The basic layout was pretty much the same with a four-storey open stairway, metal beams and a public atrium – just this time with added soft furnishings and a chandelier or two. Being the first of its kind, its design became the model for most other transport hotels built over the next 50 years.

The hotel’s Victorian façade is still impressive – they don’t make ‘em like that anymore – and a stone archway marks the entrance to the Queen Hotel’s car park (parking is £15 per night, ticket issued upon check in).

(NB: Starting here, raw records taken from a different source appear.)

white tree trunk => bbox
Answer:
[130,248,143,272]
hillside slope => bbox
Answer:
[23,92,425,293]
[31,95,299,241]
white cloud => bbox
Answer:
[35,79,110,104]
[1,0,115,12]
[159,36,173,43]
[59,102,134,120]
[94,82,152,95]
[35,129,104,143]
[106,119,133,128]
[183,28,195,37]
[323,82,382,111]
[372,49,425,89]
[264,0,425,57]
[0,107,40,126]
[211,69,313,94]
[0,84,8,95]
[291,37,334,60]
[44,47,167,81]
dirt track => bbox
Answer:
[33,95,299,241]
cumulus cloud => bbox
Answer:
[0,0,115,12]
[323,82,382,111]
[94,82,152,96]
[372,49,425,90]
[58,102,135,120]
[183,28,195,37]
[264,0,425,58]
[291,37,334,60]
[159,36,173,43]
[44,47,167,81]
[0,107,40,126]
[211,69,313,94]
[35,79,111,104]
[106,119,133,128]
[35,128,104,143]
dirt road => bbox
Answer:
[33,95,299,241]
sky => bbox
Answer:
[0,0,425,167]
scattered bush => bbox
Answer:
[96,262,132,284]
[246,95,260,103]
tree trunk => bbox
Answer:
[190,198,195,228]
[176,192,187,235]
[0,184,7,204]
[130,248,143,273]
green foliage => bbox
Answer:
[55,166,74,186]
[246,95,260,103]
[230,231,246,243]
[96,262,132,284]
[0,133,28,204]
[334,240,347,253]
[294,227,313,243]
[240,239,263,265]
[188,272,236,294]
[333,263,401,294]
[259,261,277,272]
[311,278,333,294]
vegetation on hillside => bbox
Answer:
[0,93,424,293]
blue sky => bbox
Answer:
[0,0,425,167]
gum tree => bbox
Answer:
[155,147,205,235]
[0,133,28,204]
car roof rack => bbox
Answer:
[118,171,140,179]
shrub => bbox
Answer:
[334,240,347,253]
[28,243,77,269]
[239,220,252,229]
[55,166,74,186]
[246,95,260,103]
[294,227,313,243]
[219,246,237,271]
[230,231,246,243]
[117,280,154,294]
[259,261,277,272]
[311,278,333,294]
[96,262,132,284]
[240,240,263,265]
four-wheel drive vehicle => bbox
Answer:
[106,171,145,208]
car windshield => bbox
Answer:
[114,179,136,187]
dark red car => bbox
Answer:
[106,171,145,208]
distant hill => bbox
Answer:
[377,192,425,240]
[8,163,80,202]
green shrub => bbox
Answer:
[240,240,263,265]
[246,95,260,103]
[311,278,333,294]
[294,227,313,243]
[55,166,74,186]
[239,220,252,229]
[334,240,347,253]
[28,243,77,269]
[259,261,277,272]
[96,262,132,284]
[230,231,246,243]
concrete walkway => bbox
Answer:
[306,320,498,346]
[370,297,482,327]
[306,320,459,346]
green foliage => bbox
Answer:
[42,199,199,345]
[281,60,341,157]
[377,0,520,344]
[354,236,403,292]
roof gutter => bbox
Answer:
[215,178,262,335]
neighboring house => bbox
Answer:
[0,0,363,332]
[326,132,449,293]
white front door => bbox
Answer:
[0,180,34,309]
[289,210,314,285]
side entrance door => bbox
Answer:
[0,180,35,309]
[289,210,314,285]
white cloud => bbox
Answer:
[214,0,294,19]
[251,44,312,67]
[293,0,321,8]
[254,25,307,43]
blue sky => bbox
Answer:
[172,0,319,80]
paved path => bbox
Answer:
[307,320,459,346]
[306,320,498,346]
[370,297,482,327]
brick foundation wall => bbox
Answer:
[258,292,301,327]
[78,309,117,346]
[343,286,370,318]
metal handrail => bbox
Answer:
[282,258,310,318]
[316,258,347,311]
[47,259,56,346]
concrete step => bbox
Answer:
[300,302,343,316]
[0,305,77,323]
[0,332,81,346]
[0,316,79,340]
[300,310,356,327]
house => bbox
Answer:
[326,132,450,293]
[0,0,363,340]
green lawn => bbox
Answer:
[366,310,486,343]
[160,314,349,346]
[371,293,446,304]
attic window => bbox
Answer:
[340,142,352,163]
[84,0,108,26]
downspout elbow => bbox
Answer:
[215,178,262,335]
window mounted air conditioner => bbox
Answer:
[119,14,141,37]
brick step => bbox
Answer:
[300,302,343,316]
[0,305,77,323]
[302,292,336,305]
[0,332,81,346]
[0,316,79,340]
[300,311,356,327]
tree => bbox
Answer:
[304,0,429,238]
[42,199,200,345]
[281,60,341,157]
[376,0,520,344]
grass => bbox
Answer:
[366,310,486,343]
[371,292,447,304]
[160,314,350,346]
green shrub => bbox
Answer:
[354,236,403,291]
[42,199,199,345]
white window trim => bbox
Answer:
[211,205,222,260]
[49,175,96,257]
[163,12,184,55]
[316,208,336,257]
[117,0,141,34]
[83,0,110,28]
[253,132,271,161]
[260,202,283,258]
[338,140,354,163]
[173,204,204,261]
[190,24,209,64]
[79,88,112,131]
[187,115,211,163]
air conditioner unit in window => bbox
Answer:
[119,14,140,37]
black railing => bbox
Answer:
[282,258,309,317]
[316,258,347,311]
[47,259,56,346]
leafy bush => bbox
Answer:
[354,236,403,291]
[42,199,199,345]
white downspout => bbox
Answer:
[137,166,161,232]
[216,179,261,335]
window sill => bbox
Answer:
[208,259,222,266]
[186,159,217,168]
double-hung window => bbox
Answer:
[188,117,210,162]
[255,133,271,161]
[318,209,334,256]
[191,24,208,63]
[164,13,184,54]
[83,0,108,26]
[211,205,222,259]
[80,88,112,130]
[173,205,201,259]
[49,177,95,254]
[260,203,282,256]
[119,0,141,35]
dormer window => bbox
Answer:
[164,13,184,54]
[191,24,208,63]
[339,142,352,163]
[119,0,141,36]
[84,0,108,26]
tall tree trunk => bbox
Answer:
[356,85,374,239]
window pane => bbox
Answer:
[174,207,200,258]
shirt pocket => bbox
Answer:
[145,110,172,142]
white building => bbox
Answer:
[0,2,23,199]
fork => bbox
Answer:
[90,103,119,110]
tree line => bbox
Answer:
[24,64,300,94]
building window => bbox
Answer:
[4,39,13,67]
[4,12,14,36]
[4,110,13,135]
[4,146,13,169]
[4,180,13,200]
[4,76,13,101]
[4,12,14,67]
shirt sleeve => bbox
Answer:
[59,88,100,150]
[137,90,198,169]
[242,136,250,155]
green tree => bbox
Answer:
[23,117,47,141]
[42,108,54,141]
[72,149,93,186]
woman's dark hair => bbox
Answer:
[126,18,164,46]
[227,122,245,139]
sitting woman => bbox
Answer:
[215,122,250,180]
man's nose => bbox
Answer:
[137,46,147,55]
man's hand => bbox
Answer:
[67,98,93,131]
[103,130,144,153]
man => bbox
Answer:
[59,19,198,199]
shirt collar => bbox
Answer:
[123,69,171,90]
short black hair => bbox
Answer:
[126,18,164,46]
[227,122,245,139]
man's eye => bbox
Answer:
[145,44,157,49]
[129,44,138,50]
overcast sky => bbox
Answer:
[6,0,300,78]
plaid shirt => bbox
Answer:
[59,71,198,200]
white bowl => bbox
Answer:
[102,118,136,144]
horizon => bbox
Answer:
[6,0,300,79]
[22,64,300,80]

Now called The Queen at Chester, BW Premier Collection by Best Western, the hotel has hosted a few Victorian celebs in its time including prolific author Charles Dickens, bigoted magnate, Cecil Rhodes, and socialite actress Lillie Langtry. Nowadays most guests are likely there as part of a function or event. The hotel offers a whopping eight different event spaces for everything from weddings to awards ceremonies and corporate functions. The main corridor snakes around an elegant Italian terrace garden for al fresco functions with marble archways, classical sculptures and (when it’s not the dead of winter) lush foliage.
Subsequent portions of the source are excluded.